God made man as a tri-partite being: body, soul, and spirit. The body is the physical, material part of man. The soul is immaterial, the life-principle of personhood (mind, will, and emotion). The spirit is the other primary immaterial part of man. The spirit of man is the part that actuates the life principle itself.

The Hebrew word for spirit is ruach, which means “wind, breath, spirit”; and the Greek counterpart is pneuma. Genesis 2:7 says that God breathed into man’s nostrils the breath of life, and that is when man became a living soul (nephesh). The life-principle that activated the soul to become living was the breath of God.

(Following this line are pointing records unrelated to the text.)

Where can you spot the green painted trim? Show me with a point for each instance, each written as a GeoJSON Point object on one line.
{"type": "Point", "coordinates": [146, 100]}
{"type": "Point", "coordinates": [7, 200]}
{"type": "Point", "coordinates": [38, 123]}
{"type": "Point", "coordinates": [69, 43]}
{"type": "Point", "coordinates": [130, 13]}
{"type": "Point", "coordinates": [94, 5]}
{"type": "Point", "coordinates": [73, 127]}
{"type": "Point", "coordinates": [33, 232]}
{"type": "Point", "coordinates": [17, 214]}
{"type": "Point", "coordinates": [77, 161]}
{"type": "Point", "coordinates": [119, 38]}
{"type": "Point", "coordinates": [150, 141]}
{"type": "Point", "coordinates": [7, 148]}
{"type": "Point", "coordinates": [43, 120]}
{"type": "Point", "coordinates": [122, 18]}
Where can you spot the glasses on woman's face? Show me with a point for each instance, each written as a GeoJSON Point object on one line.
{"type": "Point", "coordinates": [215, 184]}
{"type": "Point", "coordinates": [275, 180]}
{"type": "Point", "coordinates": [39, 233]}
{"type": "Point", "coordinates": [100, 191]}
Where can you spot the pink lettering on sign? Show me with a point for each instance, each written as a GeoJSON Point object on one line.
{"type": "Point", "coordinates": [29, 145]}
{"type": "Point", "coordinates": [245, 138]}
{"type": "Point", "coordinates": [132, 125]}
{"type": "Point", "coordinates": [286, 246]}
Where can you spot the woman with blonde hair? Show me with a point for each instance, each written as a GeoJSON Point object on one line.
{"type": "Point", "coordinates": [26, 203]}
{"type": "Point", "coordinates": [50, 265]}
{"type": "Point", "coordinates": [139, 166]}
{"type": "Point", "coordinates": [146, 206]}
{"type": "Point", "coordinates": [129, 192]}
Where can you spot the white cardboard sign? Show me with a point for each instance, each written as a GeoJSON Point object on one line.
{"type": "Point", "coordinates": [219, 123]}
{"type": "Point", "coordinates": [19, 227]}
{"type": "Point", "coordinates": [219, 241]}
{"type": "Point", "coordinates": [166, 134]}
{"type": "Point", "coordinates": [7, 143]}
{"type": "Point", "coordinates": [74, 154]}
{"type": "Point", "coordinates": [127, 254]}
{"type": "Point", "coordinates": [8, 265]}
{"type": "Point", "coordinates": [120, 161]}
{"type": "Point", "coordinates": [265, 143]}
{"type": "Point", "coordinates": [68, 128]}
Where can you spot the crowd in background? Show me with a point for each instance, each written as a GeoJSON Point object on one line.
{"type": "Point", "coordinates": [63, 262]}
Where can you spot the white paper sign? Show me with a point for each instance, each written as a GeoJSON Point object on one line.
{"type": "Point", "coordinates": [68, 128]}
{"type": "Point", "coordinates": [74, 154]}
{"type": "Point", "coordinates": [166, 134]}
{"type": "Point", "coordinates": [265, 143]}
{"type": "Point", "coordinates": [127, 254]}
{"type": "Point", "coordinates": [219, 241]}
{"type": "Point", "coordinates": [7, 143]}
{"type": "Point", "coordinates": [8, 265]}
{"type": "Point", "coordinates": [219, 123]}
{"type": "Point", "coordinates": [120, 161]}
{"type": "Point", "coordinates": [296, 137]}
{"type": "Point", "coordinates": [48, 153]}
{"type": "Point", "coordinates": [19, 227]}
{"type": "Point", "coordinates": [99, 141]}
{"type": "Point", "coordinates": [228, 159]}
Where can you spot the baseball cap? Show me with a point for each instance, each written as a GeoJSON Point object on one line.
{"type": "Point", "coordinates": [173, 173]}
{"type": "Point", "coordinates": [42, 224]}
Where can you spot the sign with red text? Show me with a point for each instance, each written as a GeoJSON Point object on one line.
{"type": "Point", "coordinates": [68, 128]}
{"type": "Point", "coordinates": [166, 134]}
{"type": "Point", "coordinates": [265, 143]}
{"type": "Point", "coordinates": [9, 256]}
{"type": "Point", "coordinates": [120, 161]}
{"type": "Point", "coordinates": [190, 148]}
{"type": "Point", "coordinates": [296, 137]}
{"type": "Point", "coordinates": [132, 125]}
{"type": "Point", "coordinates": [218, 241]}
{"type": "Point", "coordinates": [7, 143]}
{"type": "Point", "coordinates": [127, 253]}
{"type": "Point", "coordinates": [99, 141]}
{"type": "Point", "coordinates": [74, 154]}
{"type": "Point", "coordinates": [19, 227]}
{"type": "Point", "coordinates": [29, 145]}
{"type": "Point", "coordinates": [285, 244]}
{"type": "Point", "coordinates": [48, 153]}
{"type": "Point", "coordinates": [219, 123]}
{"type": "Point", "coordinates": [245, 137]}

James 2:26 says that human physical life ends when the human spirit departs from the body (cf. Gen. 25:8; Lk. 23:46).

The spirit of man is associated with his personhood—mind (Mk. 2:8), emotion (Mk. 8:12), and will (Lk. 1:80)—and frames his outlook on specific situations and on life in general. It thus characterizes his disposition (e.g., proud, hasty, fearful, gentle, meek, or wise).

The spirit of man is the part that communes with God, even as God is a spirit (Jn. 4:24; Philip. 3:3). At death, the spirits of believers return to God (Lk. 23:46; Acts 7:59), but the spirits of lost men depart into hell (I Pet. 3:19). While we live, we are to glorify God in our body and in our spirit, which are God’s (I Cor. 6:20).